The SEND statement sends a message to other threads.
General Format
SEND src-item TO { { THREAD dest-thread } ... }
{ LAST THREAD }
{ ALL THREADS }
Syntax Rules
- src-item is a literal or data item.
- dest-thread is a USAGE HANDLE or HANDLE OF THREAD data item.
General Rules
- The SEND statement sends a message containing the data in
src-item to one or more threads. Which threads receive the message depends on the following:
- THREAD dest-thread causes the message to be sent to the thread identified by dest-thread. More than one
dest-thread can be specified.
- LAST THREAD causes the message to be sent to the last thread. See Thread Fundamentals in the
ACUCOBOL-GT User's Guide for a discussion of the last thread.
- ALL THREADS causes the message to be sent to all currently existing threads, except the sending thread.
- The size of the message is equal to the size of src-item.
- The THREAD dest-thread and LAST THREAD options create a directed message. Directed messages are sent to the specified threads
or last thread and are guaranteed to be delivered to the specified threads. Directed messages are held in a queue. If there
is not enough space in the queue to place the message (because of other messages that have not yet been received), the sending
thread suspends until space becomes available in the queue. Messages are received in the order sent. See the listing for
MESSAGE_QUEUE_SIZE runtime configuration variable located in
Appendix H for options on setting the queue size.
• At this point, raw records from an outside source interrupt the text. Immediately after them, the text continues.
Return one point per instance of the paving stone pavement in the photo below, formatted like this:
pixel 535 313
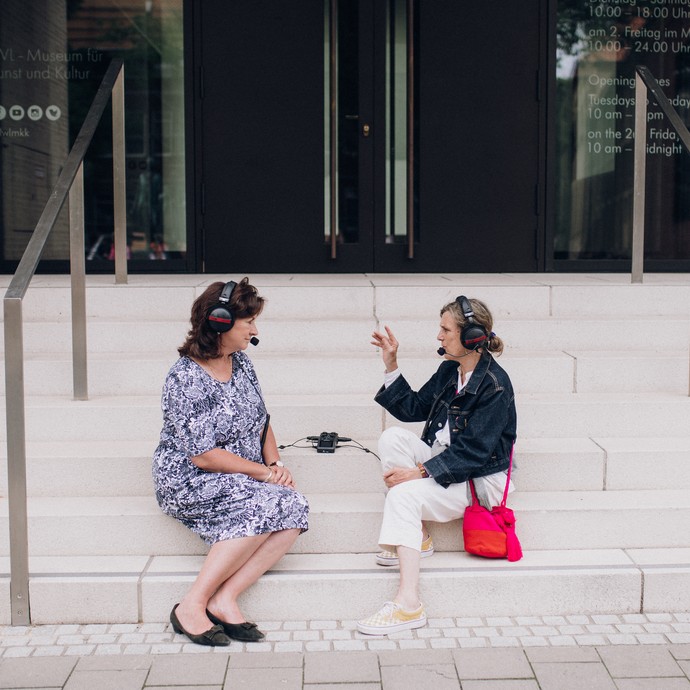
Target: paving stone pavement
pixel 616 651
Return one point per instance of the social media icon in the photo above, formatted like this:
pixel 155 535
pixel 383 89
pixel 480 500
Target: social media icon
pixel 53 112
pixel 35 112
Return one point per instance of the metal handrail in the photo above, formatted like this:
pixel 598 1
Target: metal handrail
pixel 69 183
pixel 645 82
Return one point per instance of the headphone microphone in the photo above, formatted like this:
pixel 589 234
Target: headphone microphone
pixel 220 317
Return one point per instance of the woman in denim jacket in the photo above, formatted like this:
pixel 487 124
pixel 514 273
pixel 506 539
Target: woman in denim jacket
pixel 469 409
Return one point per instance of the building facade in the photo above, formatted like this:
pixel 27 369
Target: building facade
pixel 351 135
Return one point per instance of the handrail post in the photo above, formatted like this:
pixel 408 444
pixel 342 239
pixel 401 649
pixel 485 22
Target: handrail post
pixel 119 178
pixel 16 462
pixel 639 180
pixel 78 285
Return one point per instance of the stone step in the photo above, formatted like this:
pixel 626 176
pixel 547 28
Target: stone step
pixel 123 468
pixel 530 372
pixel 388 296
pixel 540 415
pixel 132 589
pixel 349 523
pixel 417 336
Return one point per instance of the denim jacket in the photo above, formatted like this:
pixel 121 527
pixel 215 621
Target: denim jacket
pixel 482 418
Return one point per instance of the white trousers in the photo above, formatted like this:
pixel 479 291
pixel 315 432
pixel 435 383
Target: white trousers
pixel 409 503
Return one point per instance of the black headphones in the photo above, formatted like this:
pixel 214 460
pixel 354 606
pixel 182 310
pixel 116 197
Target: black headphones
pixel 220 318
pixel 473 334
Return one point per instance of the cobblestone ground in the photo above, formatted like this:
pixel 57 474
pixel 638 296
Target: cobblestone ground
pixel 326 636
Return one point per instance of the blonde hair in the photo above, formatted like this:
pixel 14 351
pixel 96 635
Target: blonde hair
pixel 482 317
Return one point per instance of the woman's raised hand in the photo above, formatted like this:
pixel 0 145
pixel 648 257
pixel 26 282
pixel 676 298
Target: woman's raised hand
pixel 389 348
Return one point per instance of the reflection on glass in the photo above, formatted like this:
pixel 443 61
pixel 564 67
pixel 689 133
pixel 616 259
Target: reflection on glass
pixel 599 44
pixel 64 57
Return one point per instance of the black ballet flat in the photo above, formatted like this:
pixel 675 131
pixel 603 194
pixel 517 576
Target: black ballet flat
pixel 242 632
pixel 213 637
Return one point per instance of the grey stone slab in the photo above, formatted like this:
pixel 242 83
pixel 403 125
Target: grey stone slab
pixel 439 677
pixel 573 676
pixel 282 660
pixel 188 669
pixel 283 678
pixel 504 684
pixel 35 672
pixel 415 657
pixel 658 684
pixel 485 664
pixel 115 662
pixel 640 662
pixel 341 667
pixel 107 680
pixel 562 654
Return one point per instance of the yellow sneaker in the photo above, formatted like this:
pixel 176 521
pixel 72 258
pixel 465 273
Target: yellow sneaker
pixel 390 618
pixel 391 557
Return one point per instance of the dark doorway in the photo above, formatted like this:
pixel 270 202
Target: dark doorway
pixel 432 169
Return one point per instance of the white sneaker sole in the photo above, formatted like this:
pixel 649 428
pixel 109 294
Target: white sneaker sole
pixel 390 629
pixel 396 561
- The ALL THREADS option creates a broadcast message. Broadcast messages can be picked up by any thread. Receiving a broadcast
message does not remove it from the message queue, it remains queued to be received by other threads. Broadcast messages are
removed from the queue when either
- all threads have received it, or
- there is not enough space to hold the next broadcast message. In this case, broadcast messages are removed from the queue
(oldest first) until there is enough space to place the new message in the queue. This allows the queue to empty when there
are threads that never look for messages. It also means that a broadcast message may not be delivered to a particular thread
if other broadcast messages are sent before the first is received. To avoid this problem, use broadcast messages sparingly.
- Broadcast messages can be missed under certain circumstances. To track which messages a thread has read, each thread remembers
the number of the last broadcast message it has read. Messages are numbered sequentially starting at one. If a thread skips
an earlier broadcast message (because the message does not meet the thread's delivery requirements) and then receives a later
broadcast message, the earlier message will never be received because it has an earlier message number. For example, MESSAGE-1
will be missed in the following sequence of events:
SEND MESSAGE-1 TO ALL THREADS (in thread A)
SEND MESSAGE-2 TO ALL THREADS (in thread B)
RECEIVE MSG-2 FROM THREAD B (in thread C)
RECEIVE MSG-1 FROM ANY THREAD (in thread C)
The last RECEIVE in this example does not receive MESSAGE-1 because it was sent earlier than the last broadcast message it
received (MESSAGE-2 in this case). This is caused by the first RECEIVE which picked up a broadcast message while asking for
messages from a particular thread. To avoid this, pick up broadcast messages with the RECEIVE FROM ANY THREAD phrase. This
will prevent you from skipping a message.